La priorité excessive donnée à la ligne d’opérations passant
par le Pas de Béhobie et Vitoria constitua une vulnérabilité
que Wellington en 1813 ne manqua pas d’exploiter. Mais c’est
finalement le Grand Chemin d’Espagne par les Ports de
Cize qui fut, en juillet 1813, l’axe d’attaque de la
contre-offensive de Soult vers Pampelune, comme il avait été celui
de l’offensive victorieuse de Moncey en juillet 1795.
Quant
à la citadelle de Saint-Jean-Pied-de-Port elle constitua, durant la
campagne d’Espagne, une base avancée de transit et de soutien au
pied des Ports de Cize. Assumant ainsi le rôle de « Porte »

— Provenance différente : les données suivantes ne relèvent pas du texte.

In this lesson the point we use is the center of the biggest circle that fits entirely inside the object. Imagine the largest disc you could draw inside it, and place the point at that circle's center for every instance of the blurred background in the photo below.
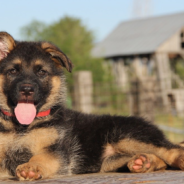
(128, 55)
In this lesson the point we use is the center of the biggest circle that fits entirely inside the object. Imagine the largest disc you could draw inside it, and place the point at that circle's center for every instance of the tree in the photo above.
(73, 38)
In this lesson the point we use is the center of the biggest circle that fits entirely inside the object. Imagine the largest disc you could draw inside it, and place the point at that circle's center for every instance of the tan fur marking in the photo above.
(45, 165)
(134, 147)
(3, 98)
(55, 94)
(37, 139)
(111, 165)
(155, 163)
(5, 140)
(6, 123)
(108, 151)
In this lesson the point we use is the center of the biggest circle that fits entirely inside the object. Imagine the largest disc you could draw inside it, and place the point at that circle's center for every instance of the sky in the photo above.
(100, 16)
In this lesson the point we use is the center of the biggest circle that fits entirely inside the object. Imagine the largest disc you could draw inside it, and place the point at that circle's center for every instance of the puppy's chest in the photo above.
(16, 149)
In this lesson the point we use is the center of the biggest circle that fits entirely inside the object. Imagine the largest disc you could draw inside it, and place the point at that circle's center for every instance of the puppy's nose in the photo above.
(26, 89)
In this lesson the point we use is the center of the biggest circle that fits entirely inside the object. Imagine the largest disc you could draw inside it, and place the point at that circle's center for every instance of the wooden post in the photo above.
(83, 91)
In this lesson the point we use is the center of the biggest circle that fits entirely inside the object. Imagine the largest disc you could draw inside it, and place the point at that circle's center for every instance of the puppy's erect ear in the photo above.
(57, 55)
(7, 43)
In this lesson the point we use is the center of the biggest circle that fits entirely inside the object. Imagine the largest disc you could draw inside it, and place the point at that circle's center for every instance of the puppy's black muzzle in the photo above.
(27, 89)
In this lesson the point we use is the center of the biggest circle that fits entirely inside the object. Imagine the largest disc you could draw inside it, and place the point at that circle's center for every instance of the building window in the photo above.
(182, 39)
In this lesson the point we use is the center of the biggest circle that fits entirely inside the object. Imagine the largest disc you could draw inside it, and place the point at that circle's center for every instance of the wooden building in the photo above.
(148, 45)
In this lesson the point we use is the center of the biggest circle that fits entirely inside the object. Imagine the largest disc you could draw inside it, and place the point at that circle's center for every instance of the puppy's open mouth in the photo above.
(25, 112)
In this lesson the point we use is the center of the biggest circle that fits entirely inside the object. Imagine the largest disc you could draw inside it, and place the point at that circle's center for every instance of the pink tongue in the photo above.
(25, 113)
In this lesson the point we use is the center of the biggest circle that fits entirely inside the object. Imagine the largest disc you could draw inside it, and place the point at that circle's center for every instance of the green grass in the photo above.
(171, 121)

vers l’Espagne, au sens de la conception stratégique de Richelieu,
elle conserva, en application des ordres de Napoléon, son rôle
stratégique à l’aube du XIXe siècle. Bien qu’il ne
l’empruntât jamais, le « Grand chemin d’Espagne par
Orisson et Roncevaux » mérite bien son nom actuel de
« Route Napoléon » en souvenir de l’intérêt
que l’Empereur lui manifesta.
1
Cf. Sources : Fonds Génie des archives du Département Terre
du Service Historique de la Défense, capitaine A. Grasset : La
guerre d’Espagne dans les Pyrénées, capitaine Vidal de la
Blache : L’évacuation de l’Espagne et l’invasion dans
le midi, commandant Balagny : La campagne de Napoléon
en Espagne, G. Six : Dictionnaire biographique des
généraux et amiraux de la révolution et de l’empire,
général J. Ansoborlo : Histoire militaire de Bayonne
et lieutenant-colonel Strasser : Saint-Jean-Pied-de-Port et
les vallées de la Nive.
2
Le Bas Languedoc et la région de Toulouse étaient alors réputés
pour leur richesse agricole, cultures céréalières et élevage, et
l’importance de leurs productions textiles.
3
Il s’agit notamment des ingénieurs du Roy Roussel, Touros, Canut,
ainsi que des mémoires relatifs à la guerre de 1718-1719.
4
Cf. Bibliothèque de l’Arsenal, manuscrit Paulmy. Le marquis de
Paulmy était alors secrétaire d’état à la guerre.
5
Cf. capitaine A. Grasset (op. cit.).